Why this blog?

Martial Arts for young children, youth, teen (and grown ups too) is WAY more than kicking, punching, and wearing cool workout clothes. It can transform individuals who struggle with sensory, regulation, focus, self-concept issues, and other obstacles that can keep a person from transforming into all they can be.

Saturday, May 26, 2012

Jumping back to technology:  This whole idea of feeling satisfaction where you ARE makes me wonder whether smart phone and tablet apps have caught on to the idea of supporting kids with motor/language challenges so they can feel the same type of academic/artistic success their typical peers would feel.

I found some suggestions on a site called  One Place for Special Needs that has a resources page where parents give suggestions for apps for kids.  Check it out!

I'd love to hear if any of you have tried these apps or if you have suggestions of your own.

Apps for special needs kids
I've been working with web-design software for about 12 years now, and it is SO wonderful to find things that make the job easier.  Where I used to have to check my code because I didn't trust my GUI, I now can build and revise my website with just a few mouse clicks and see it published immediately.  I am not a programmer, nor do I play one on TV; I like to create my own stuff with my own hands and I like tools that actually DO their job so I can enjoy the satisfaction of what I CAN do!
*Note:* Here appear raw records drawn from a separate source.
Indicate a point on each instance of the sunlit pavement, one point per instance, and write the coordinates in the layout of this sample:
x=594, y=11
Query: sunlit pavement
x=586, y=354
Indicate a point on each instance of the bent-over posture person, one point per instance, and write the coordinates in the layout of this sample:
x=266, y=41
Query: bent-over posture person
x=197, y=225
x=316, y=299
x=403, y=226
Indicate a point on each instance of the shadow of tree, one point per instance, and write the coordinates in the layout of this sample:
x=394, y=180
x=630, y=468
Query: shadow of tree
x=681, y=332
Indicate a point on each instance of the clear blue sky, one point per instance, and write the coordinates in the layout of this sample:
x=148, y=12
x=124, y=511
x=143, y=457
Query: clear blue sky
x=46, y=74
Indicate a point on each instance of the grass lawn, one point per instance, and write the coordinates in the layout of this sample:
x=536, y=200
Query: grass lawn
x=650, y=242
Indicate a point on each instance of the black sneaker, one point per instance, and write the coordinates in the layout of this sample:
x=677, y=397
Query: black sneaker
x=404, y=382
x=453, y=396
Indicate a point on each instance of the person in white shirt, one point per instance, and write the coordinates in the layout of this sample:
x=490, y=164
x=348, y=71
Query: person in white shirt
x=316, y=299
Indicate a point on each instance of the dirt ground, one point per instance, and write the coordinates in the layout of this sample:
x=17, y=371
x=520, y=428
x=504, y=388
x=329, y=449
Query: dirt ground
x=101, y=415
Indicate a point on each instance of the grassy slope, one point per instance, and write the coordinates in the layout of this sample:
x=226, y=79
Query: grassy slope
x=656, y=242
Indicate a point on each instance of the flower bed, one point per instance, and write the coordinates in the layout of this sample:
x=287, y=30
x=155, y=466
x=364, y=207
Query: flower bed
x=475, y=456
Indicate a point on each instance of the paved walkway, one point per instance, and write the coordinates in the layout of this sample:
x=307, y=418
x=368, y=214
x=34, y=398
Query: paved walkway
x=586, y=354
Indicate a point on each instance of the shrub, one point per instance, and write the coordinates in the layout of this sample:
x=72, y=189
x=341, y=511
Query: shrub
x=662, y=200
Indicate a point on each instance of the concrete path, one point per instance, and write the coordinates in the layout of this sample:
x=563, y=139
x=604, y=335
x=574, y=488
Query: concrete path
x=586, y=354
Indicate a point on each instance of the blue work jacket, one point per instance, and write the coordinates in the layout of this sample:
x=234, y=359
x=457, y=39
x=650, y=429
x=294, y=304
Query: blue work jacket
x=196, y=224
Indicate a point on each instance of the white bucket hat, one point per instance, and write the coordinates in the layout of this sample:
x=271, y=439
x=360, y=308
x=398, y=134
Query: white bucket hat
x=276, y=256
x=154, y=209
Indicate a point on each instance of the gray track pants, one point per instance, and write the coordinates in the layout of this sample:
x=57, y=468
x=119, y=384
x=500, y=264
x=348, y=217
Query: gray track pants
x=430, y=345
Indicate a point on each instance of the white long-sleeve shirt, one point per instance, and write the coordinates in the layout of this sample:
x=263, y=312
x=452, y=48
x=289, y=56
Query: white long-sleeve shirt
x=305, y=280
When I teach my new kids karate, I try to be like the new web-apps out there.  I give the kids enough to explore their own abilities within the framework of the skill and let them enjoy the satisfaction of what they CAN do right then. 

It was wonderful last week to have in my KinderKickers class (5-10 yr olds) some of my older, more advanced students (they were warming up on the tramp waiting for their class.)  I pulled them down into the KK class because we were working on bag kicking drills and everyone can do those regardless of who is next to them.

We wound up working on the side-kick family of skills and we got to the point where I had KKs doing their "running jumping turning flying heel kicks" next to my advanced belts doing flying turn side kicks.  It was so cool to watch this spectrum of skills in one place.  And, of course my students helped and learned form each other.  The "medium" guys got intense because the "big" guys were yelling and kicking with power.  The "big" guys stepped up their skills because they knew they were being watched by the "medium" guys.  It was a win-win and I got to see it all!  What a blast!

Monday, January 16, 2012

Jewels

I had the privilege of meeting (again) a young woman who spent 6 days with us learning basic self defense. She enjoyed herself so much she wanted more so she came to the dojo.

She was very excited to start classes, but qualified her excitement by saying, "...I had so much fun in your sessions, but I'm kind of aggressive...." - she was apologizing for actually working through the scenarios successfully.

I corrected her, "that's not aggression, that's knowing you are worth fighting for!" She responded with a great smile that said to me, "thank you for knowing I DO feel that way."

it it makes me frustrated that young women, girls, females, have to couch their ideas of self worth. I believe more of us DO feel worth, but it seems we don't feel free to show it until later in life. After we've been knocked around a lot. Why can't we feel free to show it when we are young?

Certainly what we see and hear on TV works against us. And, at least in middle- and high school, we are our own harshest critics. And we don't know it..

I think of a beautiful woman I know in Milwaukee who, in her middle years is a martial artist and instructor to inner city girls. When I met her I felt compelled to address her, with great respect, as Madame Sabir because she had a presence and dignity about her. And, she knows her stuff!

She was (is) beautiful...regal - and humble. She works with young women who live in circumstances where personal safety is a daily concern. Her beauty is her strength and confidence. I have no doubt her students see that in her. It is an invisible crown she wears.

I look forward to seeing my new young friend find her "crown." My hope for her is that her martial arts experience will give her permission to wear her confidence with dignity like Madame Sabir. A precious jewel.

Sunday, December 18, 2011

A happy journeyman, -er, woman...

"...I can do it... I really can!"

Friday, November 18, 2011

What is important?

When a kid chooses YOU to give their best to, that's important. When a kid says proudly,"...and now for my finale...", that's important. When brothers glance at each other, wordlessly hoping their teacher will let THEM be partners, that's important. When you are told by a kid that a clear challenge "is really easy" because THEY know YOU believe in them, that's important. When boys-that-bounce-off-walls become young men of great skill and character, that's important. When a child retains their authenticity as a teen, then as an adult. That's important.